Il convegno arriva al termine di una fase sostanziale del Programma RN2000 in cui una importante attività conoscitiva è stata svolta sul campo da un gruppo multidisciplinare di 150 esperti, coordinati da una cabina di regia costituita da 15 enti di ricerca. Il lavoro di studio, durato quattro anni, è stato voluto dalla Regione Basilicata per individuare misure di tutela e conservazione o applicare piani di gestione veri e propri nei siti maggiormente interessati da minacce come le aree costiere, soggetti ad erosione. Con i suoi 50 siti di interesse comunitari (Sic) e le 17 zone di protezione speciale (Zps) la Regione vanta un ambito territoriale pari al 17 per cento dell’intero territorio regionale.

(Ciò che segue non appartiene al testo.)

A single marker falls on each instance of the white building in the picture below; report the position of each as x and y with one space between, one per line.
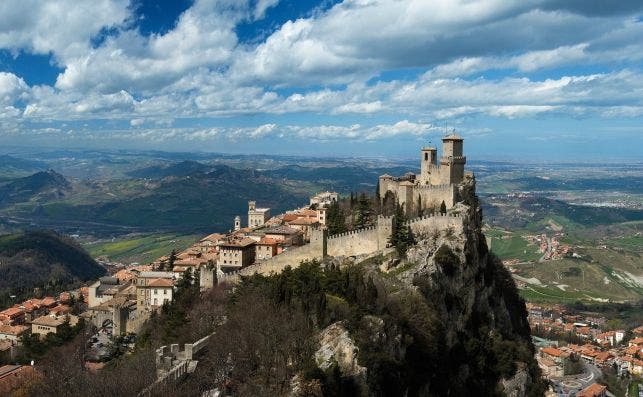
257 216
324 199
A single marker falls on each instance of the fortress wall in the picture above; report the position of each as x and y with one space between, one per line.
428 224
354 243
435 195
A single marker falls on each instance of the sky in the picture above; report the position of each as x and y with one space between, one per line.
528 79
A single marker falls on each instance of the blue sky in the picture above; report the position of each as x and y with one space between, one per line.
537 79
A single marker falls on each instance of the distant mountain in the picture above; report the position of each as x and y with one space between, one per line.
197 202
184 168
42 259
342 178
14 167
47 184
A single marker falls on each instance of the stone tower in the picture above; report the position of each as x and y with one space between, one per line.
429 170
452 161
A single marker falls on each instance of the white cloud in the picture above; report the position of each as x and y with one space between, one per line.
62 27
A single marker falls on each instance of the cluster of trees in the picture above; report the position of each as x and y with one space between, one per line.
358 212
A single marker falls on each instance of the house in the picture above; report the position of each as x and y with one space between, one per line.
593 390
104 289
550 368
324 199
235 254
120 311
285 235
146 283
12 316
636 367
12 332
210 242
266 248
161 290
49 324
12 377
556 355
305 225
257 216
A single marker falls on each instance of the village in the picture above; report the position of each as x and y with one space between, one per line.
574 350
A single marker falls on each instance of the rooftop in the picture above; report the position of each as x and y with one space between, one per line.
160 283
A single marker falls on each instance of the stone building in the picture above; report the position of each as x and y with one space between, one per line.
235 254
437 182
256 216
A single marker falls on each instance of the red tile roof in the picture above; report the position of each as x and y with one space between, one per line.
161 282
593 390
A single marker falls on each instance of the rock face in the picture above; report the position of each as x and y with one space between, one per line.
337 347
478 330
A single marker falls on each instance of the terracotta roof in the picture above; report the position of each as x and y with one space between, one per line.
244 242
552 351
60 309
214 237
290 217
592 390
268 241
161 282
13 329
304 221
49 321
13 312
13 377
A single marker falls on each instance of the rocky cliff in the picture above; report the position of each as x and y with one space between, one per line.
469 320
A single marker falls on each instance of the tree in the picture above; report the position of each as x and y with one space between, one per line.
335 219
170 261
363 212
401 234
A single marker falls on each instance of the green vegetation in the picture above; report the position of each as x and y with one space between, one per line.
141 249
512 246
45 260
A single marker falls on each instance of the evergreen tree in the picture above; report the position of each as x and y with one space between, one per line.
335 219
401 234
363 212
171 260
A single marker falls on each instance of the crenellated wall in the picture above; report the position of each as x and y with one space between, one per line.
354 243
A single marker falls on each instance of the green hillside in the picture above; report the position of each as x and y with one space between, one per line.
42 259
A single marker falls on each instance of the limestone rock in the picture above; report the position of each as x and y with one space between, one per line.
336 345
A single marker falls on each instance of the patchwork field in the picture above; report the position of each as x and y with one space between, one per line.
140 248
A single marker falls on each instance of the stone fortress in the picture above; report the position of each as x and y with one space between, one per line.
420 195
436 183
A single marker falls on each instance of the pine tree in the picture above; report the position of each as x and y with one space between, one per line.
171 260
335 219
363 212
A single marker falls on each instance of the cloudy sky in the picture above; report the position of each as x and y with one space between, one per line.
541 79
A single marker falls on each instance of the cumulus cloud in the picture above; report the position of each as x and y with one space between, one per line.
63 27
330 64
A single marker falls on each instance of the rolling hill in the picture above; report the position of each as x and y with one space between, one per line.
42 259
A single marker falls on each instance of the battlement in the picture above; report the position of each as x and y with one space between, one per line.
442 186
357 231
453 159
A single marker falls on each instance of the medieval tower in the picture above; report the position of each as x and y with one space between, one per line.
437 182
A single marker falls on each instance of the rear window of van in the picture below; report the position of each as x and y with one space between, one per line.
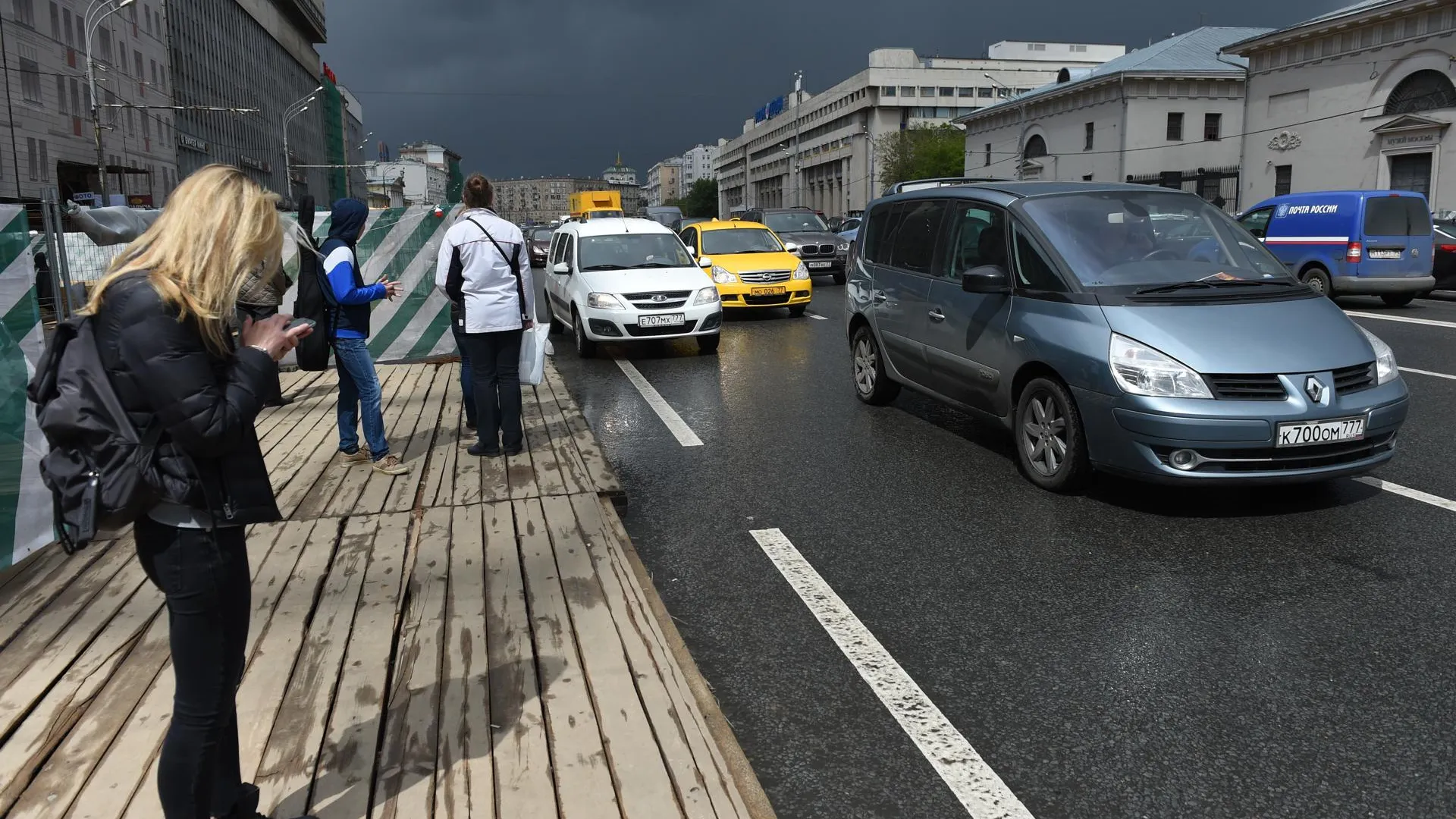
1397 216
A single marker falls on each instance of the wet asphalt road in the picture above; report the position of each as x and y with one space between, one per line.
1131 651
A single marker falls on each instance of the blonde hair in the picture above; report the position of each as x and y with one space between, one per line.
218 229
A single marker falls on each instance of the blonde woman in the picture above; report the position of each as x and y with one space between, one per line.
162 324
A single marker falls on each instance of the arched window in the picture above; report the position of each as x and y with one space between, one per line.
1423 91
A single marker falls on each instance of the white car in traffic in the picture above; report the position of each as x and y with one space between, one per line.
629 280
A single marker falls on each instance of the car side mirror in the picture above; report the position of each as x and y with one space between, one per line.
986 279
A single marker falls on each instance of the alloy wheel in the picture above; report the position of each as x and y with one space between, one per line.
1044 435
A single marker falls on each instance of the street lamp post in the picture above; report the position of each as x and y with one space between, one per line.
89 28
296 108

Tra i dati, emerge che in Basilicata si rinvengono ben 61 habitat di interesse comunitario di cui 12 sono prioritari, particolarmente importanti dal punto di vista naturalistico e conservazionistico. Tali ambienti di pregio sono presenti a partire dalla fascia costiera, con l’habitat «Praterie marine di Posidonia» (Sic Costa Tirrenica) fino alla fascia montana con l’habitat «Faggeti degli Appennini con Taxus ed Ilex».
Tra le specie Prioritarie dell’Allegato II della Direttiva Habitat presenti in regione, emerge Canis lupus, specie in ripresa nell’Appennino meridionale ed in particolare nei Sic del Pollino e della Val d’Agri; lungo la costa Jonica è presente Caretta caretta, la tartaruga marina, mentre particolare rilievo è da tributare ad Austropotamobius pallipes, un gambero d’acqua dolce, in Italia in forte rarefazione ma in Basilicata inserito in diversi habitat fluviali, caratterizzati da acque ricche di ossigeno e, tra i siti, nel Sic «Lago Pantano di Pignola». Unica specie vegetale prioritaria è Stipa austroitalica, tipica di praterie xeriche e presente sul territorio lucano in 8 Sic.
Dal raffronto con la situazione a scala europea, risulta che lo stato di conservazione dell’ambiente lucano non è in forte pericolo: la condizione peggiore è quella degli habitat dunali, in stato «non favorevole» per oltre il 60 per cento dei casi mentre il miglior assetto ambientale è da attribuirsi alle praterie, seguite dalle formazioni igrofile.
Attualmente, su 21 siti comunitari sono state adottate misure di tutela e conservazione generali e sito-specifiche, mentre sono stati redatti 8 piani di gestione per 27 siti. Per due siti di recente istituzione, ossia Valle del Tuorno-Bosco Luceto e Lago del Rendina, sono in corso di stesura le misure sito-specifiche.
Durante la tre giorni saranno premiati i vincitori dei tre concorsi (Raccontare rete natura 2000, Fotografare Rete Natura 2000 e Percorrere Rete Natura 2000) ideati per promuovere, valorizzare e diffondere la conoscenza di Rete Natura 2000 Basilicata. La giornata conclusiva sarà dedicata alle scuole, protagoniste del concorso «Raccontare Rete Natura 2000», incentivando i ragazzi, attraverso la partecipazione, ad un senso di responsabilità nei confronti delle risorse naturali e della cultura del proprio territorio.
Il programma del convegno è consultabile on line così da avere un quadro delle attività e degli interventi che susseguiranno durante la tre giorni.